Hi, I tried formatting a brand new hard drive and unfortunately when I was in disk utility I erased what was on the SD card that was placed in at the time. Have completely lost the footage and have tried to use EaseUS software to resolve this without any luck. Can anyone assist me please?
Hello Marcus,
I am not familiar with Mac’s DIsk Utility so I am not sure if data is actually erased or not. In the Windows world a ‘quick’ format only re-initializes file system structures the actual data remains on the drive. Full format erases data beyond recovery.
Assuming you only formatted the SD card data should be recoverable. I’d definitively try with a more reliable tool, the goto tool for many data recovery engineers: https://www.r-studio.com, a Mac version is available.
If you have access to a Windows PC then my tool JpegDigger should be able to tell if any data is present on the drive: Entropy map will stay black if no data is detected. This post addresses SD cards in Android phones but will give an idea of what I mean: https://www.disktuna.com/recover-photos-from-android-micro-sd-card/.
So, it depends on if you formatted or erased the card if data can be recovered or not.

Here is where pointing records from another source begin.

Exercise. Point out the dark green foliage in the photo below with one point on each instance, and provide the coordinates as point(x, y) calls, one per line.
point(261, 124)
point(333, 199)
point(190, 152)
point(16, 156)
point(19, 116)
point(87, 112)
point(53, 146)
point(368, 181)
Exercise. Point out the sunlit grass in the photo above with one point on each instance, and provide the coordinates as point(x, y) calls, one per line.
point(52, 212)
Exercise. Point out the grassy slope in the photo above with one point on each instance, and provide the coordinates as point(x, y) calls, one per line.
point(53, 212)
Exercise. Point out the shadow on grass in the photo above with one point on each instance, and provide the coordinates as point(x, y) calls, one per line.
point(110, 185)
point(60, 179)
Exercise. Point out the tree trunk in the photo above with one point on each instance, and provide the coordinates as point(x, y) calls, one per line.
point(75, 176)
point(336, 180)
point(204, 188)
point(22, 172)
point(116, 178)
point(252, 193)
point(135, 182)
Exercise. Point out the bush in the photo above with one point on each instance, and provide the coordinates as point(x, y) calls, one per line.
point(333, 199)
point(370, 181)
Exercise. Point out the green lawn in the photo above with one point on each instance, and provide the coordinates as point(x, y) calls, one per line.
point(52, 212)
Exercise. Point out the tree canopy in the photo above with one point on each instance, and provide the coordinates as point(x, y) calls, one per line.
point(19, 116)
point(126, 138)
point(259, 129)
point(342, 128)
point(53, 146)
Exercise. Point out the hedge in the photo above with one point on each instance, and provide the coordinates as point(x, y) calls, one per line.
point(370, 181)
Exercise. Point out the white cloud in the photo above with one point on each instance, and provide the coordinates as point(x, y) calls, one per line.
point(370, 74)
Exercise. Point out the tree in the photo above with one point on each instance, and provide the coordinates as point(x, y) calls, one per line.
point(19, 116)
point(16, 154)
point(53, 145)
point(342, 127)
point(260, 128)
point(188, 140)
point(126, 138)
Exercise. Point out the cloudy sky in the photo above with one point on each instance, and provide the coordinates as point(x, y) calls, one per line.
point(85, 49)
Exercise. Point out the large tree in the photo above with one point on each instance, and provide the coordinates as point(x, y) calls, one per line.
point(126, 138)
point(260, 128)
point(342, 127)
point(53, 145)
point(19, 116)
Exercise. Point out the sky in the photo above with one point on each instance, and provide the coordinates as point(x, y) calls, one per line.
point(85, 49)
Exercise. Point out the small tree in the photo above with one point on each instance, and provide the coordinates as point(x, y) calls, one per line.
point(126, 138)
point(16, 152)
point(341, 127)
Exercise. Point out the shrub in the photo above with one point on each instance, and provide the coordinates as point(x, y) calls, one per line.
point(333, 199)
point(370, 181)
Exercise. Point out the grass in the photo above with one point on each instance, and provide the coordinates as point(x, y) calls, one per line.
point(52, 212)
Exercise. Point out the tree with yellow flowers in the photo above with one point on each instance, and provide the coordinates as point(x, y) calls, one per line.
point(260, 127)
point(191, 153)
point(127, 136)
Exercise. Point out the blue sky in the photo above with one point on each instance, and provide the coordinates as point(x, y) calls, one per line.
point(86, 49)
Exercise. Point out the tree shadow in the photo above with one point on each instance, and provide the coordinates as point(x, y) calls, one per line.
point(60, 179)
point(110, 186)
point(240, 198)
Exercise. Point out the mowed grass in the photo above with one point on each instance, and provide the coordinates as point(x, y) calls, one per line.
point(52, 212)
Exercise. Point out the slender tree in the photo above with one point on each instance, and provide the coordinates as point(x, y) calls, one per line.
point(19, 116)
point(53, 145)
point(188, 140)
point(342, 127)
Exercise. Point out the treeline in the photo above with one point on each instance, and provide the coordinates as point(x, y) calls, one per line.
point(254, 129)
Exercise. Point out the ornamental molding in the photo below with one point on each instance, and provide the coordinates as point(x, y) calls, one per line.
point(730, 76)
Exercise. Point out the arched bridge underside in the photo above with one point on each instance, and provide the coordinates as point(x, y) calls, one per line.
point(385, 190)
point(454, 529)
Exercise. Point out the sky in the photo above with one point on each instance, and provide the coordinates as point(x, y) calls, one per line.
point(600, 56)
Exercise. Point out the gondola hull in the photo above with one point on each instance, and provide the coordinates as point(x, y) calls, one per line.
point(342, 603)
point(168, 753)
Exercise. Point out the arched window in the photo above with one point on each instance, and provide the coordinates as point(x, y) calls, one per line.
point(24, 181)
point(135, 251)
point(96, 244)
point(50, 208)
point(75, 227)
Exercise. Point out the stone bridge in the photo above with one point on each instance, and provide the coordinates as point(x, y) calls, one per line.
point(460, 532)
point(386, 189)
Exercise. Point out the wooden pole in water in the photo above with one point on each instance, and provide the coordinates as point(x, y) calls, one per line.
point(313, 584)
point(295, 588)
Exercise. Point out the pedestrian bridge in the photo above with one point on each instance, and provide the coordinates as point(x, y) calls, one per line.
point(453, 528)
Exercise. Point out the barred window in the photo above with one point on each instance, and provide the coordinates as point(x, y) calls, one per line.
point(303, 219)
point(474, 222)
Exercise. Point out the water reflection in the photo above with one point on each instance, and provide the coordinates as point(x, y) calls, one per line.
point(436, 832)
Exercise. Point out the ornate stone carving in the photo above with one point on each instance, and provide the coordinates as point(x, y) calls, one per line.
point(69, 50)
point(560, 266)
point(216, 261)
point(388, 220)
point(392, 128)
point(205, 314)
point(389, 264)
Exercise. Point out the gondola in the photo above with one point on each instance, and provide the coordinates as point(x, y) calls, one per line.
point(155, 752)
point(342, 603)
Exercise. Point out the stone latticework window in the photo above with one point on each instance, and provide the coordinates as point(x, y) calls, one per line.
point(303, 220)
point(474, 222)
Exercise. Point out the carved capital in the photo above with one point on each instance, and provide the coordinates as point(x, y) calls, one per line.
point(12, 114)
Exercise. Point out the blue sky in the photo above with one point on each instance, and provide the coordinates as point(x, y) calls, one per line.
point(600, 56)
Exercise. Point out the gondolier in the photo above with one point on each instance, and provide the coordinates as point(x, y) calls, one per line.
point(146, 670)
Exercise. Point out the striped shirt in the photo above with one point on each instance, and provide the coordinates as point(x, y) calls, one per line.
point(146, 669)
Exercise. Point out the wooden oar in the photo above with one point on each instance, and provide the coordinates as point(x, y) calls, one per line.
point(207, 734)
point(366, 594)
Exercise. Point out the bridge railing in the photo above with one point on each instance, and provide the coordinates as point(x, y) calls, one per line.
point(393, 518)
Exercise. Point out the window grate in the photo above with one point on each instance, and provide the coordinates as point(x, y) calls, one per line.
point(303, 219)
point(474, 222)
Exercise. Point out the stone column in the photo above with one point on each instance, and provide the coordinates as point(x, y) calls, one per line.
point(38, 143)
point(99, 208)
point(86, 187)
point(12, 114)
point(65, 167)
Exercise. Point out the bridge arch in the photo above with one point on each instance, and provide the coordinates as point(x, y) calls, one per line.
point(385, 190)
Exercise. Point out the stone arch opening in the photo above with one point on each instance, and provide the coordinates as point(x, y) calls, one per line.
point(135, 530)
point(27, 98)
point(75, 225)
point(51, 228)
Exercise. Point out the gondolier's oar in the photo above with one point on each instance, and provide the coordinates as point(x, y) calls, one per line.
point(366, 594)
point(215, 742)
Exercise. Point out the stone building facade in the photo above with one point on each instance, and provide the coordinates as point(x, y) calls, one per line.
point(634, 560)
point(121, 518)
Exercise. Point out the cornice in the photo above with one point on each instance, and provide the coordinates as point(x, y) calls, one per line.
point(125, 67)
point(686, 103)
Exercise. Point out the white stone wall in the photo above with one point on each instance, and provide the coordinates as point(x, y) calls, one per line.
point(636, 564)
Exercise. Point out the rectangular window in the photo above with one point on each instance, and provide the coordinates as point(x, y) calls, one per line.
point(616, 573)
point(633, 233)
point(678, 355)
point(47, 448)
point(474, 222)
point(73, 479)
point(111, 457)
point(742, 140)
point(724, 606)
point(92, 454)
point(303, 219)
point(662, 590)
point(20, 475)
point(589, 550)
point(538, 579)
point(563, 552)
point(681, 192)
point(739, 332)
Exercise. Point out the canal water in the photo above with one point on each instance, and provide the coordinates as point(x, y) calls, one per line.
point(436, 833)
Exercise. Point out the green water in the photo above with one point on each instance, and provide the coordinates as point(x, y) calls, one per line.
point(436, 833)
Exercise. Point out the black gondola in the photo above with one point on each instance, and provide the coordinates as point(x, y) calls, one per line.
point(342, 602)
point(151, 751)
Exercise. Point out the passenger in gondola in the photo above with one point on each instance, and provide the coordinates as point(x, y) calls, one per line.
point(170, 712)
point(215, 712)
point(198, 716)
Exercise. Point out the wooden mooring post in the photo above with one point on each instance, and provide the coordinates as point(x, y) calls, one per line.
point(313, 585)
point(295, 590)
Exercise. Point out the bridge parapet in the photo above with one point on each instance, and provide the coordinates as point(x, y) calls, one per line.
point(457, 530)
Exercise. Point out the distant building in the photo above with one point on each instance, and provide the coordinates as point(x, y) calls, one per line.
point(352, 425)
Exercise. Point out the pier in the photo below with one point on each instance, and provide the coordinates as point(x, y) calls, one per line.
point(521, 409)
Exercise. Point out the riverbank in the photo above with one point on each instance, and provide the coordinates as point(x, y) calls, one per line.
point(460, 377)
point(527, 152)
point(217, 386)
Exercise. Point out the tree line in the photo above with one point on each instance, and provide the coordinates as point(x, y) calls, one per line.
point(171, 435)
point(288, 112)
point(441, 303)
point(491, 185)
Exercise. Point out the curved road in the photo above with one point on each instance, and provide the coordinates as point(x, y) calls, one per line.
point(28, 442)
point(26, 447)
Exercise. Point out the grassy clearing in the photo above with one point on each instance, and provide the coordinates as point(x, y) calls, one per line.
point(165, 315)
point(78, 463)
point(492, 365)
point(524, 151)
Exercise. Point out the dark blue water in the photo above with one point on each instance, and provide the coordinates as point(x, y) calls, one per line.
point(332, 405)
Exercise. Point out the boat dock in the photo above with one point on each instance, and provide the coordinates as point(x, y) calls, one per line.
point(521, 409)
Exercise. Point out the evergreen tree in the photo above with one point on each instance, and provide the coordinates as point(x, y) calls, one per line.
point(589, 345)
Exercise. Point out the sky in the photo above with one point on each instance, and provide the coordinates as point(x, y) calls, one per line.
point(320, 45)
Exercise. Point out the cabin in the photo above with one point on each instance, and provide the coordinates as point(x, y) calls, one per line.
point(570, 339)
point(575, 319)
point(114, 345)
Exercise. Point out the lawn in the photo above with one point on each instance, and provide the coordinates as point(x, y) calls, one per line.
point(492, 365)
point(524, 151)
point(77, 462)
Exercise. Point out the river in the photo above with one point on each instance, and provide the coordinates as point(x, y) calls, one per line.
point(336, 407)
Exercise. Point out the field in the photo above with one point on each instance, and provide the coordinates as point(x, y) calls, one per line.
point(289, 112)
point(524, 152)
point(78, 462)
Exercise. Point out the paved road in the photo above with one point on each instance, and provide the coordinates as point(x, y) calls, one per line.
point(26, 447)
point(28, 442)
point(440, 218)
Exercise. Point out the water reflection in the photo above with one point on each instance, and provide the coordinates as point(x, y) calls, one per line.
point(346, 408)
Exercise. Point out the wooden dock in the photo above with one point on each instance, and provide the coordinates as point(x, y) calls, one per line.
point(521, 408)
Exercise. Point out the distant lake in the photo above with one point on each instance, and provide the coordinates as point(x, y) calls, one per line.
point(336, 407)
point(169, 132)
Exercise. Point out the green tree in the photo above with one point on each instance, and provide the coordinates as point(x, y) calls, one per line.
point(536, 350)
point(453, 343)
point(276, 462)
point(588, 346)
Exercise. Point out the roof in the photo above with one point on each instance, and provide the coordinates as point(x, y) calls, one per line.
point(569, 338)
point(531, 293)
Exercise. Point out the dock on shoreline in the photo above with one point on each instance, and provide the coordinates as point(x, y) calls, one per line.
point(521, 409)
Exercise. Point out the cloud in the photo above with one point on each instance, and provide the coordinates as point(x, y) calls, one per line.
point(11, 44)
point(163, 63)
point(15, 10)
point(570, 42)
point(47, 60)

Uisng something like this https://www.datarescue.com/photorescue/v3/drdd.htm you can create a disk image. If you then ZIP that and the resulting ZIP file is way less than the SD Card’s data then probably the files were erased. Alternatively you can perhaps share the disk image with me (using something like Google Drive or https://transferxl.com/) and I’ll be more than happy to examine it.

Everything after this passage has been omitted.